13:59:59 <tdurakov> #startmeeting Nova Live Migration
14:00:00 <openstack> Meeting started Tue Aug  9 13:59:59 2016 UTC and is due to finish in 60 minutes.  The chair is tdurakov. Information about MeetBot at http://wiki.debian.org/MeetBot.
14:00:01 <openstack> Useful Commands: #action #agreed #help #info #idea #link #topic #startvote.
14:00:03 <openstack> The meeting name has been set to 'nova_live_migration'
14:00:12 <tdurakov> hi everyone
14:00:16 * kashyap waves
14:01:19 <tdurakov> just wait a minute, so everyone joins
14:01:53 <tdurakov> agenda https://wiki.openstack.org/wiki/Meetings/NovaLiveMigration
14:02:16 <mriedem> o/
14:02:20 <davidgiluk> o/
14:02:35 <tdurakov> so, let's start
14:02:43 <tdurakov> #topic Libvirt image backend
14:02:52 <tdurakov> any updates?
14:03:19 <tdurakov> I've reviewed several patches on that, it looks like chain reduces
14:03:36 <woodster_> o/
14:04:16 <tdurakov> I'd expect almost the same for the next topic...

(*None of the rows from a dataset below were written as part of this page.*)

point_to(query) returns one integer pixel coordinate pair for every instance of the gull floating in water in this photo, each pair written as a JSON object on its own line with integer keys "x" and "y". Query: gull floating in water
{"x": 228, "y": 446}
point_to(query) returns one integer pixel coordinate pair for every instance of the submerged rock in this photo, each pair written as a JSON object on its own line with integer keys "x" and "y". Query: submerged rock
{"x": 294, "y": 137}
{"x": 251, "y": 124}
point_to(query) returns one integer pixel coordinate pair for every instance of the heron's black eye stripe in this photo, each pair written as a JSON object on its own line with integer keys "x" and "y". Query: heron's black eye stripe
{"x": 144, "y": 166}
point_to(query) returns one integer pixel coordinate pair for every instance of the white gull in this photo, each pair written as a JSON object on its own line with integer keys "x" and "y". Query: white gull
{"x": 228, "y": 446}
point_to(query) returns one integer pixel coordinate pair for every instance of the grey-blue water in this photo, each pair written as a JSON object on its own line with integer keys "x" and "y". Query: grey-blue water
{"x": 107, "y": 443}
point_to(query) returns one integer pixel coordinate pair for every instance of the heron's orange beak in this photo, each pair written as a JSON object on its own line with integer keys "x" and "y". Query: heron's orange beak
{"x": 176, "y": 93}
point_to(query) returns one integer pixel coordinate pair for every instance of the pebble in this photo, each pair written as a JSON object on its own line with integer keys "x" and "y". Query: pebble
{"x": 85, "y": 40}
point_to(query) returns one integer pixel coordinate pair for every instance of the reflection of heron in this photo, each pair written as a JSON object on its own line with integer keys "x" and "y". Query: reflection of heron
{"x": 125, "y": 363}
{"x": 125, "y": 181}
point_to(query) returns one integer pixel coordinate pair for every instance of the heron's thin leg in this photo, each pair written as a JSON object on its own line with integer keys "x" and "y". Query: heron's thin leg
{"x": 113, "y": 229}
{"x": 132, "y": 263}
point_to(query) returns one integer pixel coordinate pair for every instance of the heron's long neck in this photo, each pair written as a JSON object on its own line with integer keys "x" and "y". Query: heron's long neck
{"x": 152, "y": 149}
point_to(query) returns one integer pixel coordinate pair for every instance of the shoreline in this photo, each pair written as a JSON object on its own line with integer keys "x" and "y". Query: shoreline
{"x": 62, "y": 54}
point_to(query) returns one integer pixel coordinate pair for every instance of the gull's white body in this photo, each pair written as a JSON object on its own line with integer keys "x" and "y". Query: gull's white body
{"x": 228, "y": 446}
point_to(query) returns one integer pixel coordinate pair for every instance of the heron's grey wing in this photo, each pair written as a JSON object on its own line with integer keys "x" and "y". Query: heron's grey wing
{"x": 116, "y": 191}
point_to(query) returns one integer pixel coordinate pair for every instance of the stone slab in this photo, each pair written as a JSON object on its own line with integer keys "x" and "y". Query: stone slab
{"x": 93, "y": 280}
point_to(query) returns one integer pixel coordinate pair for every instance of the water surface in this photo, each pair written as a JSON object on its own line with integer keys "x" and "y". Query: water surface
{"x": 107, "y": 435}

14:04:27 <tdurakov> #topic Storage pools
14:05:12 <tdurakov> any updates on that?
14:05:55 <tdurakov> okay, let's move then to CI one...
14:06:03 <tdurakov> #topic CI
14:06:09 <tdurakov> first
14:06:32 <tdurakov> wanted to mention, markus_z is working on the serial consoles for live-migration
14:06:50 <tdurakov> #link https://review.openstack.org/#/c/347471/
14:07:18 <tdurakov> so, it's improve coverage for that
14:08:03 <tdurakov> https://bugs.launchpad.net/nova/+bug/1524898 - this one is still hanged...

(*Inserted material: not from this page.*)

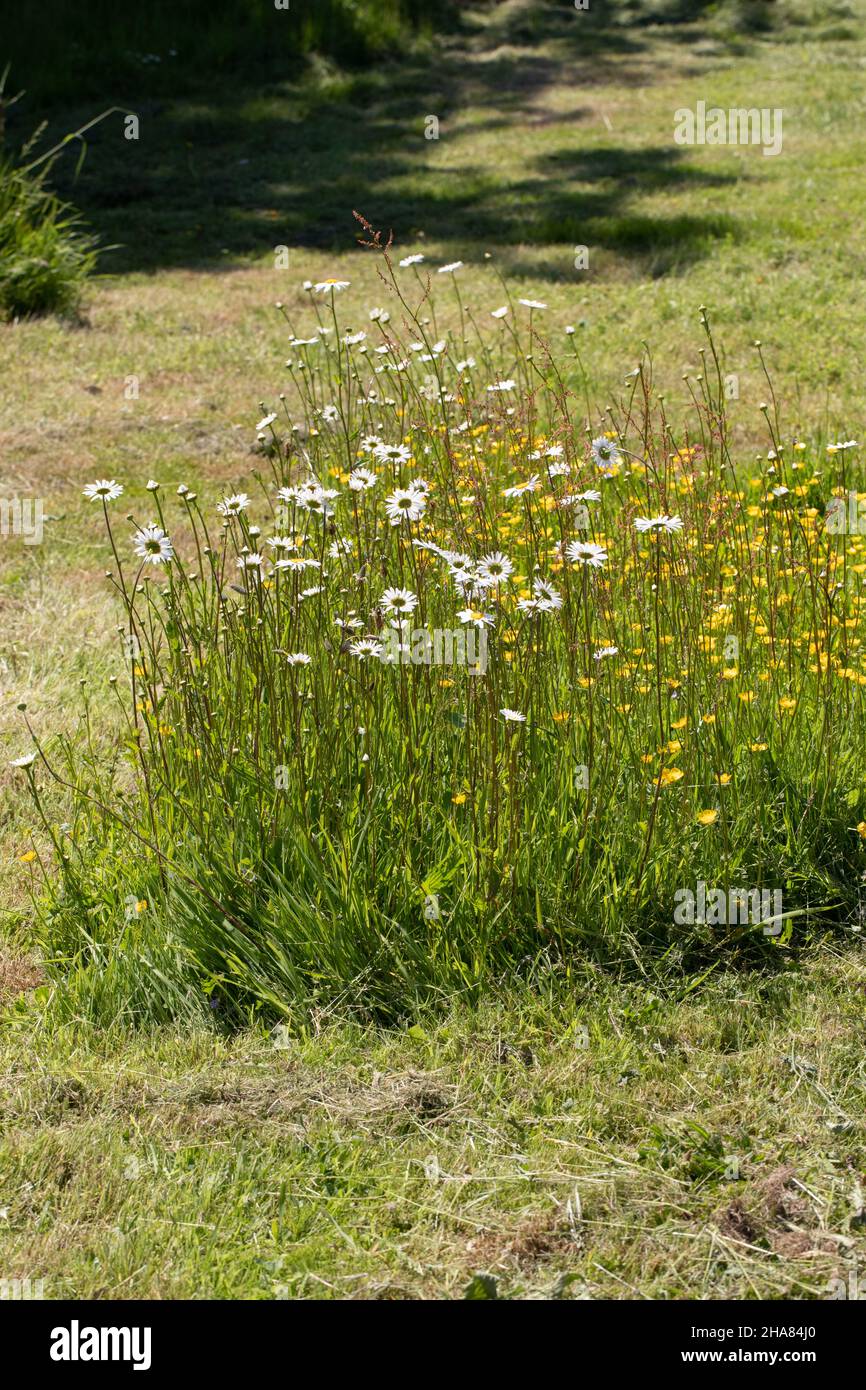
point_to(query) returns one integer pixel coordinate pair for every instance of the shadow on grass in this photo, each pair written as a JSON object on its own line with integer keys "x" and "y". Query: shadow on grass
{"x": 235, "y": 167}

14:08:03 <openstack> Launchpad bug 1524898 in OpenStack Compute (nova) "Volume based live migration aborted unexpectedly" [High,Confirmed]

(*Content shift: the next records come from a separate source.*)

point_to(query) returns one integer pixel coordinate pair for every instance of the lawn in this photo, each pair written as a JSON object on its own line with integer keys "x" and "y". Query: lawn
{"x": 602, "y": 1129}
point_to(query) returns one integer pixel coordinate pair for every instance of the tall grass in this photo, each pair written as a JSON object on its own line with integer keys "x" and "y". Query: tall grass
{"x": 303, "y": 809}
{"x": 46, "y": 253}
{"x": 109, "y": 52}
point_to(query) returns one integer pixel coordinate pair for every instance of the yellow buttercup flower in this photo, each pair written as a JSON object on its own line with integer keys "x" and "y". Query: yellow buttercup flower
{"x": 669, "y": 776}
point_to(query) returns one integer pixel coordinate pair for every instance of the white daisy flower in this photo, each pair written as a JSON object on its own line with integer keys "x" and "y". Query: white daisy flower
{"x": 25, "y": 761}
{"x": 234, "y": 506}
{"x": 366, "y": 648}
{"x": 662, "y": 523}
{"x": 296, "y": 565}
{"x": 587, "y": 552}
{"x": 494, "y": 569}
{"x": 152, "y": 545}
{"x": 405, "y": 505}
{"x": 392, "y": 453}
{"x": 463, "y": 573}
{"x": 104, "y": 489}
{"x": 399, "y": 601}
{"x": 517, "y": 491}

14:08:09 <tdurakov> mriedem: anything on that^
14:08:35 <mriedem> nope
14:08:49 <mriedem> we had talked about skipping it
14:08:55 <mriedem> last week
14:09:01 <mriedem> at least in the multinode job
14:09:04 <mriedem> to see if that stabilizes that job
14:09:25 <tdurakov> mriedem: ok, I'll submit patch today for that
14:09:30 <mriedem> ok
14:10:13 <tdurakov> there is also potential issue with nfs https://bugs.launchpad.net/nova/+bug/1535232
14:10:13 <openstack> Launchpad bug 1535232 in OpenStack Compute (nova) "live-migration ci failure on nfs shared storage" [Medium,Confirmed]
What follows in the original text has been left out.